The population by colloquial language according to the census (excluding Croatia-Slavonia ):
|Hungarian||4,807,453 (42.3%)||6,403,687 (46.5%)||7,356,874 (48.6%)||8,651,520 (51.4%)||9,944,627 (54.5%)|
|Romanian||2,126,004 (18.7%)||2,403,035 (17.5%)||2,589,066 (17.1%)||2,798,559 (16.6%)||2,948,186 (16.1%)|
|Slovak||1,729,919 (15.2%)||1,855,442 (13.5%)||1,896,641 (12.5%)||2,002,165 (11.9%)||1,946,357 (10.7%)|
|German||1,310,874 (11.5%)||1,869,877 (13.6%)||1,988,589 (13.1%)||1,999,060 (11.9%)||1,903,357 (10.4%)|
|Serbian||446,926 (3.9%)||631,995 (4.6%)||495,105 (3.3%)||437,737 (2.6%)||461,516 (2.5%)|
|Ruthenian||447,377 (3.9%)||353,226 (2.6%)||379,782 (2.5%)||424,774 (2.5%)||464,270 (2.5%)|
|Croatian||74,786 (0.7%)||-||183,642 (1.2%)||191,432 (1.1%)||194,808 (1.1%)|
|Slovenian||44,862 (0.4%)||63,261 (0.5%)||70,912 (0.5%)||79,066 (0.5%)||77,398 (0.4%)|
(Data for 1851 including Transylvania, as well as Vojvodschaft Serbia and Temescher Banat. In 1880 Croatian and Serbian were added together.)
Religious relationships in 1900 :
- Roman Catholic: 8,198,497 (48.7%)
- Protestant HB: 2,427,232 (14.4%)
- Greek Orthodox: 2,199,195 (13.1%)
- Greek Catholic: 1,841,272 (10.9%)
- Protestant AB: 1,258,860 (7.5%)
- Israelite: 831,162 (4.9%)
- unitarian: 68,551 (0.4%)
- List of historical counties of Hungary
- List of the kings of Hungary
- Greater Hungary
- Hungarian Reichstag
- Pál Engel: The Realm of St Stephen.

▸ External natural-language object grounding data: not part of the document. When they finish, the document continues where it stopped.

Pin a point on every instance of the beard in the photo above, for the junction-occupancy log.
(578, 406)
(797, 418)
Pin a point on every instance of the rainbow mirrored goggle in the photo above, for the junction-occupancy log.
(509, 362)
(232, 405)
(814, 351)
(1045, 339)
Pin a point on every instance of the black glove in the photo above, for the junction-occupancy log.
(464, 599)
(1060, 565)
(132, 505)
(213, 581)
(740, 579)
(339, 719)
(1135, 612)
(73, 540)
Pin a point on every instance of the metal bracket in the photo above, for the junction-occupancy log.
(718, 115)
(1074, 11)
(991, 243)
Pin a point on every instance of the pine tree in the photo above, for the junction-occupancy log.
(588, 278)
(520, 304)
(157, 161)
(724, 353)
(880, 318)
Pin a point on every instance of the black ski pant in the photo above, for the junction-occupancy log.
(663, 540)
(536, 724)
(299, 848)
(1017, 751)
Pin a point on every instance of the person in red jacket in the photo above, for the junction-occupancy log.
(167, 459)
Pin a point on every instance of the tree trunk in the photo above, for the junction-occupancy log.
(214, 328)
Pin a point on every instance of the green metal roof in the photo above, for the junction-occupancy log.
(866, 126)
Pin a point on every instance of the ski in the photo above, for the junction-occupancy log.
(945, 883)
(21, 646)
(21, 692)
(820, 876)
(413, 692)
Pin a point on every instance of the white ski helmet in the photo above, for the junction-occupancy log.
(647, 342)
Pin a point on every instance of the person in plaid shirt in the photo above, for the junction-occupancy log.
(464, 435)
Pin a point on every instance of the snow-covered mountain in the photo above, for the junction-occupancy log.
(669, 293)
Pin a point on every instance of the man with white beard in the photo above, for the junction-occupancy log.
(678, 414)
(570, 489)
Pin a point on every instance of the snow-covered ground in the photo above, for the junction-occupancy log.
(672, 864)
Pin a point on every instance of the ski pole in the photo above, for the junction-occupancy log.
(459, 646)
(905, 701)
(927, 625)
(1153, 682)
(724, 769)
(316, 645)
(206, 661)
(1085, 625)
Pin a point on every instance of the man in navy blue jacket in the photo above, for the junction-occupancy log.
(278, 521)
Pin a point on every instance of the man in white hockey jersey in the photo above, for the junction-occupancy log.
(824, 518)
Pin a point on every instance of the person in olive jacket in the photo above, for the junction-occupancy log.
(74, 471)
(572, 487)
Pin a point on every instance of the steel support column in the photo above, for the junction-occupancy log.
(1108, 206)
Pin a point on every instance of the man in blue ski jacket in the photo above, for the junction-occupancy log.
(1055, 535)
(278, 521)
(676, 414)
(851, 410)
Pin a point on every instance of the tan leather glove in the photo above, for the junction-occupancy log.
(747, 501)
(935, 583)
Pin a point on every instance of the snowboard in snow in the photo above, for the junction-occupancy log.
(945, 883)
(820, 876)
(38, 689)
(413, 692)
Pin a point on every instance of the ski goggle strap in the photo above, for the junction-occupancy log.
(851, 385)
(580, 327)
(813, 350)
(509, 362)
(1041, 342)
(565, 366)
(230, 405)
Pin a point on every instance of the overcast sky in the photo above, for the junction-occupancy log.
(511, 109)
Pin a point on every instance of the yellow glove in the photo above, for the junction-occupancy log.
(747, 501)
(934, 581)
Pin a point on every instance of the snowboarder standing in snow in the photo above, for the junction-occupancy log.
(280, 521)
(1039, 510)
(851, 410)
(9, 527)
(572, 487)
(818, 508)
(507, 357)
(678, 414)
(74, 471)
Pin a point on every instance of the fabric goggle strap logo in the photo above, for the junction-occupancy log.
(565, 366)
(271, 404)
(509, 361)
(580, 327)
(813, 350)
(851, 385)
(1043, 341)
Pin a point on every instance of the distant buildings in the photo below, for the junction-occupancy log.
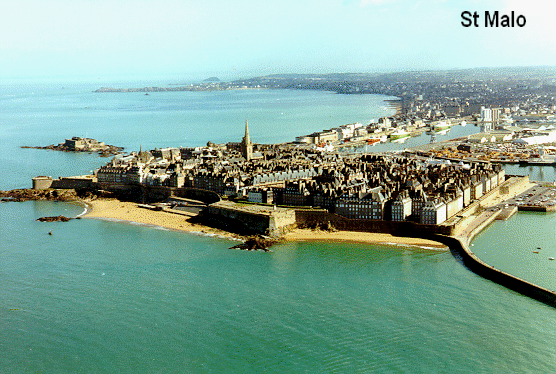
(372, 187)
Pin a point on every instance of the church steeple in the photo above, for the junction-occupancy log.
(246, 146)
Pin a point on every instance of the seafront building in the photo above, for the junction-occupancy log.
(359, 187)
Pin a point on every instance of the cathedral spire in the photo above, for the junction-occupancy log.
(246, 146)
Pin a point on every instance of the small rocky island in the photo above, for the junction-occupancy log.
(78, 144)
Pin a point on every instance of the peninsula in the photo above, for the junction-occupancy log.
(79, 144)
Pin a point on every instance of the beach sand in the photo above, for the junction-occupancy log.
(127, 211)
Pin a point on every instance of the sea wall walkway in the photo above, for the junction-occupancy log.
(460, 247)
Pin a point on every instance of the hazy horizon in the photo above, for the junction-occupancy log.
(188, 40)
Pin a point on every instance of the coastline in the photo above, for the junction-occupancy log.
(115, 210)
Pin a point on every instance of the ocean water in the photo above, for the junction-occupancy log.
(101, 297)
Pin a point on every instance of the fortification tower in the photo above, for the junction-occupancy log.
(246, 146)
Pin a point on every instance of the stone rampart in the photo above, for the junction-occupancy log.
(320, 217)
(460, 247)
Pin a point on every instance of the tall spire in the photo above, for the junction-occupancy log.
(247, 139)
(246, 146)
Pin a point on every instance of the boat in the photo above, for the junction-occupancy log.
(399, 134)
(441, 126)
(376, 139)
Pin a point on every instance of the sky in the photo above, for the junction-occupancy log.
(245, 38)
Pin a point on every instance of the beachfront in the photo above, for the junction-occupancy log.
(470, 223)
(113, 209)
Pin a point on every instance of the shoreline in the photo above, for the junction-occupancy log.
(115, 210)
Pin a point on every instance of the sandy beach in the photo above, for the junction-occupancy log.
(127, 211)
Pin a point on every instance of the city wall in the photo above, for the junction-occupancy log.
(321, 217)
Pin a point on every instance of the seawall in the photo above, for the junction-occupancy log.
(460, 247)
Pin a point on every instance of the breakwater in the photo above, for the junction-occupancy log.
(459, 247)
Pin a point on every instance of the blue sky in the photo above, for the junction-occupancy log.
(242, 38)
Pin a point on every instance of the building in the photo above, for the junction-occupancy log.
(246, 146)
(433, 213)
(401, 207)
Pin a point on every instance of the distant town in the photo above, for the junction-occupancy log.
(320, 179)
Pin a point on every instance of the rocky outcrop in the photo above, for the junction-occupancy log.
(103, 151)
(29, 194)
(256, 242)
(54, 219)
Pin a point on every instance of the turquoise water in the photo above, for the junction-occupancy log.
(39, 115)
(102, 296)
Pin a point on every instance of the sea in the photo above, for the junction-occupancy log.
(101, 296)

A History of Medieval Hungary, 895-1526. IB Tauris, London / New York 2001.
- Geza Palffy: The Kingdom of Hungary and the Habsburg Monarchy in the Sixteenth Century. Columbia University Press, New York 2009.
- Miklós Molnár : History of Hungary. From the beginning to the present. Krämer, Hamburg 2004.
- Klaus-Peter Matschke: The cross and the half moon. The history of the Turkish wars . Artemis & Winkler, 2004
- Peter F. Sugar, Péter Hanák, Tibor Frank: A History of Hungary , p. 85.
- André Corvisier, John Childs: A dictionary of military history and the art of war, p. 366.